ROMA – “Vogliamo che le nuove tecnologie applicate all’agricoltura diventino realtà. Quando si parla di scienza e ricerca nel nostro settore, non ci tiriamo indietro, anzi. Tanto che nello statuto della nostra Organizzazione ho fatto inserire che Confagricoltura crede nella scienza e nella ricerca. Ciò significa che vogliamo che le nuove tecnologie vengano adottate per l’agricoltura”.
Così il presidente Massimiliano Giansanti in occasione della presentazione del Position Paper: “Nuove tecniche genomiche genome editing e cisgenesi” organizzato oggi dal Crea e dal Cl.uster A.grifood N.azionale CL.A.N nella Sala Emeroteca al Collegio Romano.
La questione, per il presidente di Confagricoltura, si riassume semplicemente con una scelta che permetta di decidere chi rappresentiamo e quale agricoltura vogliamo. “Altrimenti – avverte – continueremo a rimanere nello status quo che stiamo vivendo”. A proposito del contributo della genetica vegetale avanzata per un’agricoltura produttiva, sostenibile e competitiva, per Giansanti “occorre sperimentare e utilizzare tutti i frutti della scienza e della ricerca, così da mettere in grado i nostri agricoltori di produrre di più al costo minore e competere sui mercati”.
“Nel 2000 – ricorda il presidente dell’Organizzazione degli imprenditori agricoli – l’Italia per il mais era autosufficiente al 97%, mentre ora solo al 42%, per la soia eravamo al 56% ora ci limitiamo a produrre il 32%. Non è certamente un caso che proprio per questi due prodotti si risenta degli effetti della mancanza, sul campo, di scienza e ricerca, mentre quelle colture che ne subiscono un impatto minore, hanno sostanzialmente mantenuto le quote di mercato.
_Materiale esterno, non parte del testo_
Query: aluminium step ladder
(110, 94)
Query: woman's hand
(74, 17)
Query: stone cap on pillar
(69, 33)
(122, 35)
Il Sud America è leader per le proteine animali e vegetali, un primato che non si scalfisce con norme di etichettatura o barriere non tariffarie”.
“Produttività e competitività – conclude Giansanti – devono essere alla base di qualsiasi scelta associativa, del legislatore e del Governo. Sono sotto gli occhi di tutti i problemi causati dai cambiamenti climatici e dalle fitopatie a tutte le nostre colture, a partire da mais e soia. Quando ci ammaliamo ci curiamo, così dovrebbe avvenire per le piante. Servono entrambi i percorsi, nazionale e comunitario, per permettere a tutti gli agricoltori di utilizzare la sperimentazione in campo delle TeA, Tecnologie di evoluzione assistita”.